Visions of the walking dead as instruments of ghostly vengeance date from ancient times. Also known as corporeal ghost, they are not really zombie as they usually display a strong personality and remembrance of the past.
Their vengeance is usually restricted to those who have violated their sleep or caused their unfair death. The influence of Romero's living dead lies mainly in the type of violence they commit.
These days the general audience of these films expects zombies that mutilate their victims horribly and their vengeance is more likely to have a degree of cruelty which was not present in early days.
The Crow (1994), half shapeshifter, half zombie, comes back from the grave to revenge on those who killed him and his fiancée.
Similarly, in one of the stories of Tales from the Crypt (1972), Cushing plays an eccentric old man who is cruelly driven to his death by a malicious neighbour. He returns in a state of decay, face gaunt and wrinkled, clothes covered in grave-dirt, to express his displeasure in a direct show of violence that is, ripping out his tormentor's heart.
In Creepshow (1985), another homage to horror comics, revenge becomes even gorier as an angry father, dead, returns in an advanced state of decomposition and ironically creates a designer birthday cake out of his daughter's head.

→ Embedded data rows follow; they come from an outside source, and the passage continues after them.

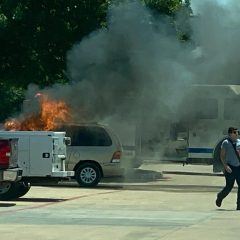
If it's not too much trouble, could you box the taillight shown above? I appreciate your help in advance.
[111,151,122,163]
[0,140,11,168]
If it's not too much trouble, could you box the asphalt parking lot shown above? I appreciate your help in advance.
[0,163,240,240]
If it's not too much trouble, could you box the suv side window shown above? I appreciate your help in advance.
[65,126,112,146]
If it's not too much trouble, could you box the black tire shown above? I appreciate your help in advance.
[0,182,30,201]
[75,162,101,187]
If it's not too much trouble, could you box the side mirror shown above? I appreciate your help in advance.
[64,137,71,146]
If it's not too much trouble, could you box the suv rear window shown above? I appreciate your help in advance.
[63,126,112,146]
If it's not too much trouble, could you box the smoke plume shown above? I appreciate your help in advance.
[11,1,240,159]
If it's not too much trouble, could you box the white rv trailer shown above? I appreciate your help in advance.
[110,85,240,163]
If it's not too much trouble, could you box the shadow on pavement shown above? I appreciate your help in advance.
[14,197,66,202]
[0,203,16,207]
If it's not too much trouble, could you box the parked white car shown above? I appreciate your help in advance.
[58,123,124,187]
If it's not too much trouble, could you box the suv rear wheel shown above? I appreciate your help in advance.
[75,162,101,187]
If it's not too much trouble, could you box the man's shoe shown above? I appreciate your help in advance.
[216,198,222,207]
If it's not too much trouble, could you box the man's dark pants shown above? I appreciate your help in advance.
[217,165,240,207]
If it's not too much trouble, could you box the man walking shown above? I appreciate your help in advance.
[216,127,240,210]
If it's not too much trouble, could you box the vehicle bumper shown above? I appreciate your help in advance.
[102,164,125,177]
[51,171,74,178]
[0,168,22,182]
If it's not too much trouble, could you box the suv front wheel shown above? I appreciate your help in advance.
[75,162,101,187]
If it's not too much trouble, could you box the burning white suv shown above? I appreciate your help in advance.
[58,123,124,187]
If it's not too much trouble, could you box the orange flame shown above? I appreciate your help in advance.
[4,93,71,131]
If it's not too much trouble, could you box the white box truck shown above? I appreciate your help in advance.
[0,131,74,200]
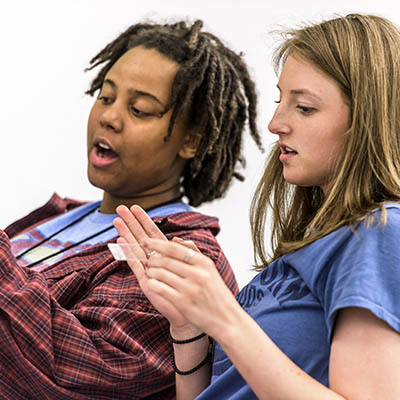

Another variation puts on stage various evil groups or individuals from the past returns to create havoc in the present, such as Ossorio's Knights Templar or Nazi zombies (The Frozen Dead, Lake of the Living Dead, The Treasure of the Living Dead, Shock Waves). These zombies embody the power of evil that continue to haunt generations to follow, a symbol for psychological trauma.
Another theme which frequently appears in zombie movies is the hell brought on by government scientific experimentation on chemical or genetic alteration of the human physiology.
This is the basis of Return of the Living Dead (1985), Return of the Living Dead II (1988), and Return of the Living Dead III (1993). In these movies, the zombies are created from an experimental chemical weapon produced by the military and somehow accidentally released onto a graveyard in every movie.
The idea of the military plotting and creating havoc is a widely used concept in many conspiration films and find a perfect vehicle with these types of zombie movies. In Toxic Zombies (1980), a secret government agency uses an experimental herbicide on a marijuana plantation, and those trying to harvest the illegal crop. The resulting zombie-like creatures take a general revenge on anyone in the vicinity.
The film 28 Days Later, on the other hand, depicts the outbreak of an engineered "rage virus" which transforms its victims into a zombie-like state; however, they maintain higher cerebral function. They exhibit pack and hunting behavior and move too fluidly to be classified as true zombies. The zombies in 28 Days Later also do not appear to exhibit the enhanced resistance to normal injury, like most zombies in popular culture do.
Sometimes the zombie germ comes from outer space. In Night of the Comet (1984), a rare astral passing converts the survival sighters into violent zombies. Also originating from outer space is the menace of The Night of the Creeps (1986). Zombification takes place when alien slug-like creatures kills the victims but habit the corpse that keep walking around, trying to infest others.
Lifeforce (1985) has some visiting, energy-draining aliens causing those they have killed to return to life filled with a desire to inflict similar injury on other humans. The apocalyptic climax, depicting London overrun by zombies intent on sending the life-energy of the populace to the alien mother ship and its load of comatose aliens, is an effective piece of gaudy and oddball SF histrionics.
Mario Bava's SF thriller, Planet of the Vampires (1965) display similar aliens that turn earthlings into zombies. Another popular theme in zombie films is the presence of some evil force or black magic that releases the zombies on the living.
In Lambert Bava's Demons (1986), the source of the infection is demonic possession. The audience at a late-night horror film preview find that demonic images on the screen are being replicated in reality as victims are turned into killing zombies, who then infect others.
The Evil Dead (1982) and The Evil Dead II (1987) are based on the concept of evil possessing the living and turning them into zombies. Sometimes it is the devil himself who creates the living dead.
The best explanatory sentence is probably to be found in Dawn of the Dead :
"When there's no more room in hell, the dead shall walk the earth."
In Night of the Living Dead radiation from a space probe may cause the epidemic. All the recently deceased return to life. There is no need for this to 'spread', it is simply universal. As our brainwaves can be measured in hertz, and parts of the human body are reactive to different frequencies of radiation, it stands to reason that some radiation can effect our brains in specific ways, perhaps some primitive part of the brain that is overridden by the cortex.This primitive behaviour involves the person trying to eat, or kill, the living.
An experiment to create Nanobots to repair neural pathways that were destroyed due to disease or nerve damage goes awry turning the patients into ravenous, adrenaline charged cannibals.
Even when the host is dead, the nanobots continue to operate, keeping the body animate long after all of the major organs have failed. The only way to stop the zombie is to destroy the central cluster of nanobots located in the brain.